Wednesday, February 5, 2014

Real Estate - Days on the Market




One of the best ways to determine if the real estate market is balanced, a buyer’s market or a seller’s market is to research how long homes stay on the market. Yes, there are many intangibles and factors but on the average, the days on the market (DOM) is a good indication for negotiations. It also tells me the real estate market has indeed changed over the past three year period. Not analyzed as a statistic but as a matter of fact. 
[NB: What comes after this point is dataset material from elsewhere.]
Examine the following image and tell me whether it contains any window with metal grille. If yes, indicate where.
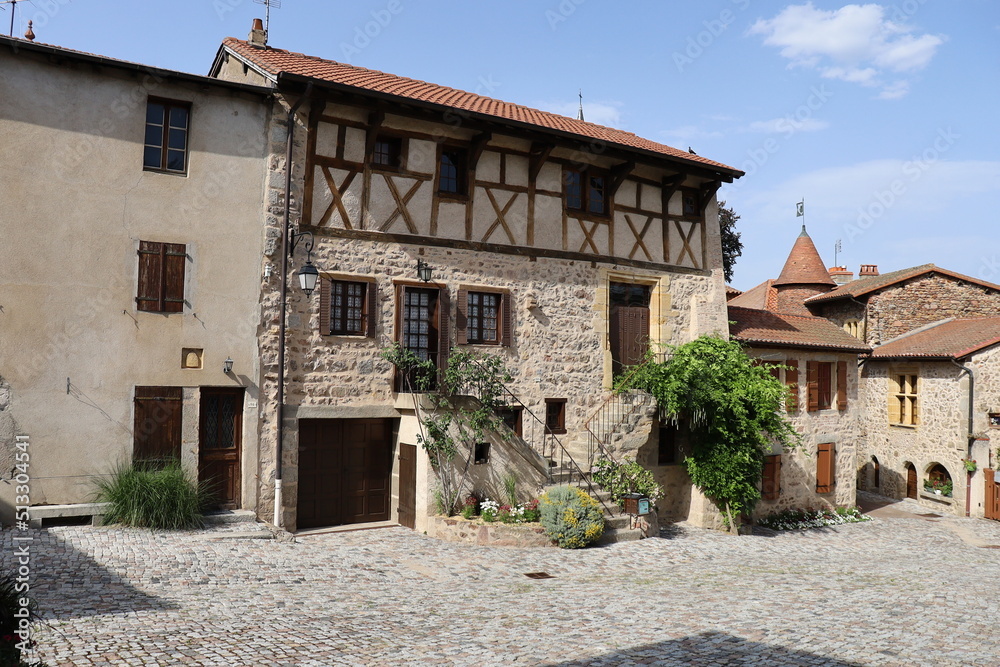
[135,241,187,313]
[563,169,608,215]
[142,98,191,174]
[438,148,466,195]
In 2010, if you were a buyer, you were king and you could negotiate closing costs and even a better price. In 2013 – not so much! In late 2012, the market changed overnight to a seller’s market.
 


In my opinion, sellers have started to think their homes are worth more than the market will bear. Yes, homes have increased in price due to lack of supply and pent-up demand and not because of the positive spin the national media is presenting every night on the health of the economy. The media is trying to change the psychic of us from fear to optimism. In my humble opinion, it will not work because we are not sheep.

In 2014, it will be the tipping point for real estate and not just because of the historic cold and not because of global warming. Fear will not disappear and sellers will be reluctant to sell and buyers will be reluctant to buy.

One way to test this theory is to revisit the average days on the market at the end of this year. I continue to say --- Pray for the best and plan for the worst.